CdmParser KVN Enhancements

Hi,

I’ve seen some CDMs that Orekit’s CdmParser is not able to parse.

In one case there is not value between the number and the units, e.g.

CTDOT_TDOT     =0.0001[m**2/s**2]

I know the CCSDS standard in Section 6.3.3 says “there must be at least one blank character between the value and the units”, but in this case it shouldn’t be to hard to separate them. Note that Orekit’s own KvnGenerator will generate files like this with no space between the value and units if the units and alignment columns are too close.

I’ve also seen lines like the following with just a bunch of blanks after the =.

TIME_LASTOB_START     =          

I don’t see in the CCSDS standard where it says the key shall not appear when an optional value is not present. So I think this one could be considered standard conforming.

Any issues if I update the CDM parser to be able to accept these kinds of lines in a file?

I think we all agree on the fact we should be lenient in accepting slightly malformed files (as long as the intent is obvious), so go ahead with a fix.
And we should also fix our own generation to insert the missing space in the files we write ourselves!

2 Likes

Ran into an issue where OCM has a field:

SOLVE_STATES = POS[3], VEL[3]

which under the new relaxed parsing will treat the last “[3]” as the units specification.

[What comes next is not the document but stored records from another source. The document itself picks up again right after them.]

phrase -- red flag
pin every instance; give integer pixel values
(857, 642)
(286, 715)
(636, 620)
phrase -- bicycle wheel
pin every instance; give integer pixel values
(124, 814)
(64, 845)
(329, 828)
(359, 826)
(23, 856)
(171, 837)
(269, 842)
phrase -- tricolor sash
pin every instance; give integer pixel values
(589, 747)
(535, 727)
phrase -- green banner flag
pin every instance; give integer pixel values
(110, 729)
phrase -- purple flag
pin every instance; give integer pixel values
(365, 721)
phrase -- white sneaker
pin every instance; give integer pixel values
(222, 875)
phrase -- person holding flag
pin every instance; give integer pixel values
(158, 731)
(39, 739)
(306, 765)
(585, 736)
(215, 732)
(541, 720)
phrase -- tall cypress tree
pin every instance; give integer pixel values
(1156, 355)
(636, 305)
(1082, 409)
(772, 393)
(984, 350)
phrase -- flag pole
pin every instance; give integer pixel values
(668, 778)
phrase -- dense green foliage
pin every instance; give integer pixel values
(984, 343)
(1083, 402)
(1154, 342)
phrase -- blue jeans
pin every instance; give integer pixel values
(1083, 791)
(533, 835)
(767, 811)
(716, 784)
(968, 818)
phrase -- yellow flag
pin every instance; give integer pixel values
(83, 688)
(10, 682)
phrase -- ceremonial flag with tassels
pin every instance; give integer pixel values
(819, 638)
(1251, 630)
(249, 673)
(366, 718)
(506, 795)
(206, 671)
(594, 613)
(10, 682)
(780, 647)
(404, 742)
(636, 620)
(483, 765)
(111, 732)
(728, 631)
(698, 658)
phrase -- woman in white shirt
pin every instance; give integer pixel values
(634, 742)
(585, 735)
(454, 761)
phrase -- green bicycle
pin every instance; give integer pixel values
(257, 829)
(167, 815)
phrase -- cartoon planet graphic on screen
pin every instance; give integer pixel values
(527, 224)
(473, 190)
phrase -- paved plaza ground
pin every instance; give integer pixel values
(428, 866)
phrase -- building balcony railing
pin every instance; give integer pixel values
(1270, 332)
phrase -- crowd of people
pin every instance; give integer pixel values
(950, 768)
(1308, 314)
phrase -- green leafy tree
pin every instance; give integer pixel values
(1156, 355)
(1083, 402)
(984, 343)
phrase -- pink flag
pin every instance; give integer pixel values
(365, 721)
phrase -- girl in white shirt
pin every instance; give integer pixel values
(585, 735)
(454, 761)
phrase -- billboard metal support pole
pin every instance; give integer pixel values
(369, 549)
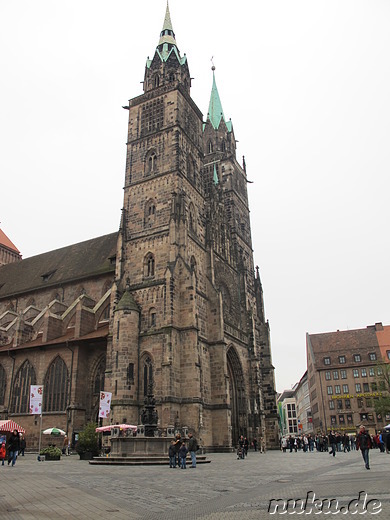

There is also the ambiguous case where it’s not clear whether a string in brackets “[d]” is the units or the value. E.g.

ACTUAL_OD_SPAN = [d]

These cases could be resolved if the lexical analyzer knew which keys allow units. E.g. SOLVE_STATES doesn’t have units, so the [3] is part of the value, ACTUAL_OD_SPAN does have units so the [d] is the units. But that would seem to break the nice separation of concerns in the current implementation between the lexical analyzer, which deals with text, and the Parser classes, which deal with the semantics. Not to mention it would be a larger effort.

What are your thoughts @luc on a path forward?

Perhaps restrict the units regex to require at least one letter, percent, degree, arc minute, or arc second symbol? That would fix the issue in the unit test, but could be confused by other free text fields.

Or perhaps keep the existing behavior in the lexical analyzer and create filters that replace a ParseToken(value="1[d]") with ParseToken(value="1", units="[d]"), and similarly for the other issue. It would be opt-in so it wouldn’t break the existing code, but would still suffer the same issues when it comes to resolving ambiguous cases.

In fact, a single integer is an acceptable unit. This is because there are some formats that have units like 1/s. ParserTest.testOne() just tests that “1” can be parsed as a unit.

I have to think more about this.